首なし地蔵と狐

 昔、海老名におにょうの十兵衛という大男がいた。胸は一枚肋(あばら)といって肋骨が太いためそのさかい目がないように見え、鉄板のように頑丈で、体中の筋肉はお椀をかぶせたように盛り上がりまるで仁王様のようだった。
 本来ならば仁王の十兵衛というべきだろうが、方言でおにょうとなったもので、仁王様に敬語のおをつけたお仁王様がつづまったのが語源である。現在でも地元では仁王様をおにょうさまと呼んでいる。
 この十兵衛は底なし力といわれ、また隣の部屋を欄間からのぞいたというから身長も抜群だったのだろう。近郷近在の草相撲では相手になる者が一人もないという強さだったので、本職の相撲取りになるつもりで江戸へ出たが、田舎出の武骨者だから贔屓(ひいき)する者はだれもいなかった。この上は実力で積み上げるだけだと一生懸命稽古に励んだが、背が高いため突っ張りや頭突きを食うとどうしても体が起きて、一気に寄り立てられるという不利な体勢になることが多かった。
 そこで上背を利用して相手の首を小脇に抱えてひねるという「首抱え投げ」という技を研究した。ところがある時この手で首を抱えてぐっと反ったら相手の首の骨が折れて死んでしまった。
 すっかり相撲に嫌気がさして再び田舎へ戻り百姓に精を出していたが、大男の十兵衛が普通の肥桶を天秤で担ぐ姿を遠くから見るとツンツルテンでまことに不格好なのでいつからともなく不釣り合いでおかしいことを「十兵衛が肥桶を担いだようだ」などというようになった。

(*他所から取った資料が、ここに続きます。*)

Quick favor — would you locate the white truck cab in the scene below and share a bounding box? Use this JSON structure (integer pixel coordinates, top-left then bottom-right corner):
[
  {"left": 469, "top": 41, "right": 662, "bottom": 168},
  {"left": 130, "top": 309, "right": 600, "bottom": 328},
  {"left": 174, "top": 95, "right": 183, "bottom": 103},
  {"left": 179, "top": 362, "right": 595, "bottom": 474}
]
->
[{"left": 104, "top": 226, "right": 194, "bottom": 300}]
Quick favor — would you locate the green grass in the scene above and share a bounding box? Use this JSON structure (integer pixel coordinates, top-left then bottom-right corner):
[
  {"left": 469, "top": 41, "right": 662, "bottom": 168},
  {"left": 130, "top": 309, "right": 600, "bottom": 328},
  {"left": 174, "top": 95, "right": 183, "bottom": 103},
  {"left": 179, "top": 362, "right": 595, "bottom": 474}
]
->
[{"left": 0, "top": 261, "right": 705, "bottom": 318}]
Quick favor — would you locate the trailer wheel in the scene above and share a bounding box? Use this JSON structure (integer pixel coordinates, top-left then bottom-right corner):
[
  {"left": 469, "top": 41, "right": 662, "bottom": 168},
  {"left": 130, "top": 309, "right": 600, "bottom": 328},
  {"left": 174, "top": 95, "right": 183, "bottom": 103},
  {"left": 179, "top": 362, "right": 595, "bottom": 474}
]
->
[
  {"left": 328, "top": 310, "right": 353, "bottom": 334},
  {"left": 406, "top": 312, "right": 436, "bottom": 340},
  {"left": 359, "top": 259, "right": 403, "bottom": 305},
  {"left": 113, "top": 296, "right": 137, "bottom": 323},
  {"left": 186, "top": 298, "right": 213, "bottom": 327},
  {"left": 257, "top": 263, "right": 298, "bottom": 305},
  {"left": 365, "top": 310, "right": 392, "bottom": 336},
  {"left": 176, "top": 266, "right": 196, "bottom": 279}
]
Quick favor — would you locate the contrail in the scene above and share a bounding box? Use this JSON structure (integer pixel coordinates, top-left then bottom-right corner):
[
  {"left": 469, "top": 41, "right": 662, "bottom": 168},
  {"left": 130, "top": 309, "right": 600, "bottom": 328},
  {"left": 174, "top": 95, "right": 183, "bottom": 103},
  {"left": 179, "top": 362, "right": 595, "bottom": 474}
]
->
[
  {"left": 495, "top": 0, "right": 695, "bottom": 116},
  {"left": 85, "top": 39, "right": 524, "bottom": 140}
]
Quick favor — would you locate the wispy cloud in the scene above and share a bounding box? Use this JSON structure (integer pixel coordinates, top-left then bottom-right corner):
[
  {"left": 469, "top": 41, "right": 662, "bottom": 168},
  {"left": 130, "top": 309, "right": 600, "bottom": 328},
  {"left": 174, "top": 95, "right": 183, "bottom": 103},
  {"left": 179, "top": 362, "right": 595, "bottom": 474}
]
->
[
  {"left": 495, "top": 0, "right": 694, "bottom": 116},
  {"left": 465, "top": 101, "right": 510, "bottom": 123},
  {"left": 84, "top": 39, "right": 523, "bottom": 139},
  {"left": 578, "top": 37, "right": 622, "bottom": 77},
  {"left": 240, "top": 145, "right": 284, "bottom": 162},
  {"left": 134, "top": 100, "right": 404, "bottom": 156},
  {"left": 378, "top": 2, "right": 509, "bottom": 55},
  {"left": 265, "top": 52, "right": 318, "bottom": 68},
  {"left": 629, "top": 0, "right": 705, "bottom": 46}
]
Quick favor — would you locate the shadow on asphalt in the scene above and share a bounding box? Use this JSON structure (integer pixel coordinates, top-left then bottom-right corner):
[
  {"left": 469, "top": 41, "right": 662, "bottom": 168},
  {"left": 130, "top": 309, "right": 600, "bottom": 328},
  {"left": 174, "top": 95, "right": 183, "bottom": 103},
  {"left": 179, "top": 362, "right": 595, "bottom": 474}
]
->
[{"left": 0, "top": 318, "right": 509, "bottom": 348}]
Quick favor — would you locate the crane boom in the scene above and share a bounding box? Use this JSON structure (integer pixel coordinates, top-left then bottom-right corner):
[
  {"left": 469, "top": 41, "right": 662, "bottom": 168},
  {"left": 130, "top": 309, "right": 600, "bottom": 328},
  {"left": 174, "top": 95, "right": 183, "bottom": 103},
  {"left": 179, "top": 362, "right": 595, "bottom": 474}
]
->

 その頃、昔お寺があったという原っぱの辻にお地蔵様が立っていられたが、道を通る人に力比べを迫り、持ち物を取り上げてしまわれるという噂が立っていた。しかしそれが仏様には関係のない魚などを持っている者に限られていることから、それは化け狐の仕業だろうということで、日暮れからはだれもここを通らなかった。
 ある時、村の大地主の家で土蔵普請があり、剛力の十兵衛はその手伝いをたのまれた。御馳走になり、御祝儀と口取りの折り詰めをもらった十兵衛がほろ酔い気嫌でうっかりこの辻地蔵の前を通ってしまった。するとお地蔵様が錫杖を持った手を腕まくりして力比べをしようという。目をこすってよく見直すと、ふだんは十兵衛の腰程もないお地蔵様が同じぐらいの背丈なので、酔った勢いにまかせて包みを下に置くとむんずと組みついた。
 しかしこの石のお地蔵様はなかなか力が強く、十兵衛の胸に丸い頭を押しつけてぐいぐい押してきた。押し倒されそうになったので、得意の首抱え投げでお地蔵様の首を脇の下へ抱えると、思い切ってぐいとうしろへ反った。
 何か「ぼきっ」と折れる音がしたと思ったら、堅いものが腕の中に残ってお地蔵様の姿は消えてしまった。そしてすとんと落ちたのはお地蔵様の首だった。酔いの醒めた十兵衛はびっくりして、お首をそっと元のようにのせて帰って来たが、翌朝村の人がここを通ったらお地蔵様の首はなくて大きな狐が首の骨をねじ折られ、血を吐いて死んでいた。それからはお地蔵様が通行人に力比べを強いることはなくなった。
 十兵衛の子孫は今も健在だが、一族はみんな力持ちだという。